Wat ondergesneeuwd afgelopen week, is het aanstaande handelsakkoord van de EU met Mercosur-landen Brazilië, Argentinië, Uruguay en Paraguay. Op het terrein van landbouw is dit akkoord een drama. Europa dreigt straks overspoeld te raken met goedkoop rundvlees, gevogelte en suiker. In Brazilië is inzet van groeihormonen dagelijkse praktijk. In Argentinië wordt nog atrazine in mais gebruikt. In Europa is dit al vijftien jaar verboden. Hier moet een beperking op zitten, omwille van Europa’s normen, maar ook omwille van een eerlijk speelveld.

Herbezinning EU op wereldmarkt

Een herbezinning op de positie op de wereldmarkt is niet verkeerd. En tegelijkertijd mag er ook best meer aandacht naar de ontwikkelingen die zich dichter bij huis afspelen.

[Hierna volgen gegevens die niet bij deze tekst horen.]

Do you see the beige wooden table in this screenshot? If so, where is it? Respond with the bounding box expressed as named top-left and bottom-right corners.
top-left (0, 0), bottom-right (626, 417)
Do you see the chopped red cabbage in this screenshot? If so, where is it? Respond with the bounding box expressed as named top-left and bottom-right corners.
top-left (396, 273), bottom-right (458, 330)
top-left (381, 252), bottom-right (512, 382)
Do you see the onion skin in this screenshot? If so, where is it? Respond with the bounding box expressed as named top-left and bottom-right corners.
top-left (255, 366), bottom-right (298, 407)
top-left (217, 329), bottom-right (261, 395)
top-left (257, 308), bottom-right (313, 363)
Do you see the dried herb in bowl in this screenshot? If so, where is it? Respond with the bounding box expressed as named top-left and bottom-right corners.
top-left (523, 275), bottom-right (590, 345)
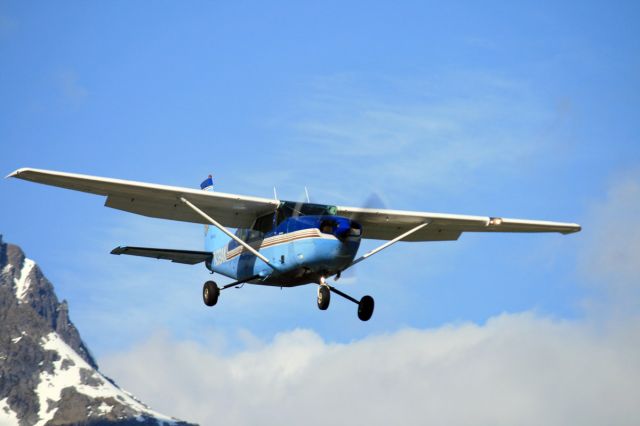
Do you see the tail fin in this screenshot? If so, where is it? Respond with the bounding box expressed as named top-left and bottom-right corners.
top-left (200, 175), bottom-right (231, 252)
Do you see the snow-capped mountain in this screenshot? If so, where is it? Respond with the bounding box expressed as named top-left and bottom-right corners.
top-left (0, 235), bottom-right (196, 426)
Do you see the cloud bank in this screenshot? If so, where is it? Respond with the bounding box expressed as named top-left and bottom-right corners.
top-left (102, 313), bottom-right (640, 425)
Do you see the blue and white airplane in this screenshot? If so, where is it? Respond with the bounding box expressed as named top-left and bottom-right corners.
top-left (7, 168), bottom-right (581, 321)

Duitsland bijvoorbeeld verkeert in een politieke crisis, een economische crisis dreigt. De auto-industrie heeft het daar moeilijk, en die geldt figuurlijk als motor van de Duitse economie. De impact hiervan voor de Nederlandse economie kan wel eens groter zijn dan de verkiezing van Trump.

Natuurlijk, dit is allemaal ver weg. Op het boerenerf kun je hier niet direct iets mee. Maar het is wel de wereld waarin we wonen, werken en leven. Daar mag je best een positie in innemen. Voor nu, en voor de toekomst.